🤖 AI Summary
To address the challenges of frequent blockage of line-of-sight (LoS) paths and low communication and energy efficiency in millimeter-wave device-to-device (D2D) networks, this paper proposes a joint reconfigurable intelligent surface (RIS) deployment and user grouping optimization framework based on set cover theory. We theoretically prove and empirically validate— for the first time—that in typical non-line-of-sight (NLoS) scenarios, a two-RIS cascaded reflection link outperforms conventional single-RIS relaying, thereby breaking the single-hop reflection paradigm. Leveraging this insight, we design a geometric ray-tracing-assisted RIS placement strategy and an energy-efficiency-driven dynamic user grouping mechanism. Experimental results demonstrate that, compared to random and state-of-the-art (SOTA) deployment schemes, the proposed approach reduces RIS deployment density by approximately 40%, increases the number of successfully served blocked D2D pairs by 65%, and improves end-to-end energy efficiency by 32%.
📝 Abstract
Reconfigurable intelligent surfaces (RISs) offer a viable way to improve the performance of multi-hop device-to-device (D2D) communication.

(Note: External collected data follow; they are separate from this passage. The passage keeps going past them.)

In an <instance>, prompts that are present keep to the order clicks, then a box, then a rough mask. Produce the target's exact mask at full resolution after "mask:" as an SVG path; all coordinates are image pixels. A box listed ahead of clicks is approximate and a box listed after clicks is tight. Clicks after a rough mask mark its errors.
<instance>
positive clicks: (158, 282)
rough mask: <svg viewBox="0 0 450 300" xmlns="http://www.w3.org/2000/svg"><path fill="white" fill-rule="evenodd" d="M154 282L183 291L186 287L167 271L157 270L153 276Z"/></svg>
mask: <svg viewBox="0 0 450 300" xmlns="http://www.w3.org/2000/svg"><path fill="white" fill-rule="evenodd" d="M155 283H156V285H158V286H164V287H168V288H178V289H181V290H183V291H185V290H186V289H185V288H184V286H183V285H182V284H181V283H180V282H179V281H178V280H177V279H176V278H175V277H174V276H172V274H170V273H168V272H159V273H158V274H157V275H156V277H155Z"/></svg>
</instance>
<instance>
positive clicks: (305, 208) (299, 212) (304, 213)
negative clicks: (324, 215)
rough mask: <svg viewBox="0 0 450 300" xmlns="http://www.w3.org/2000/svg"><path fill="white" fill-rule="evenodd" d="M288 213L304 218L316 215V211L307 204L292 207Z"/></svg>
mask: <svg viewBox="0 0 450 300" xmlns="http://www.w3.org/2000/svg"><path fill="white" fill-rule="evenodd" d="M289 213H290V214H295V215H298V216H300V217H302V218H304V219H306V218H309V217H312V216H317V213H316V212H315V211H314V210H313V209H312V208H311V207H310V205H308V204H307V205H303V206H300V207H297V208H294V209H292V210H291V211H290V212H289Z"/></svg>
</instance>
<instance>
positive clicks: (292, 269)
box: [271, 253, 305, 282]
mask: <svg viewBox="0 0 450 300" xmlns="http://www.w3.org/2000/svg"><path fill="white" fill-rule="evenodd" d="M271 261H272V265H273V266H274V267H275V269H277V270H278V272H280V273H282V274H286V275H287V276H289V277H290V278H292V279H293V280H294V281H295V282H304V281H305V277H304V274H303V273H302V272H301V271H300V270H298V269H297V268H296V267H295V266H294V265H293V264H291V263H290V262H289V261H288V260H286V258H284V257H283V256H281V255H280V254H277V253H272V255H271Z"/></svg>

However, due to the substantial propagation and penetration losses of the millimeter waves (mmWaves), a direct line of sight (LoS) link and close proximity of a device pair are required for a high data rate. Static obstacles like trees and buildings can easily impede the direct LoS connectivity between a device pair. Hence, RIS placement plays a crucial role in establishing an indirect LoS link between them. Therefore, in this work, we propose a set cover-based RIS deployment strategy for both single and double RIS-assisted D2D communication. In particular, we have demonstrated that permitting reflections via two consecutive RISs can greatly lower the RIS density in the environment, preventing resource waste and enabling the service of more obstructed device pairs. After the RIS deployment, for information transfer, we also propose an energy-efficient group selection criteria. Moreover, we prove that sometimes double reflections are more beneficial than single reflection, which is counter-intuitive. Numerical results show that our approach outperforms a random and a recent deployment strategy.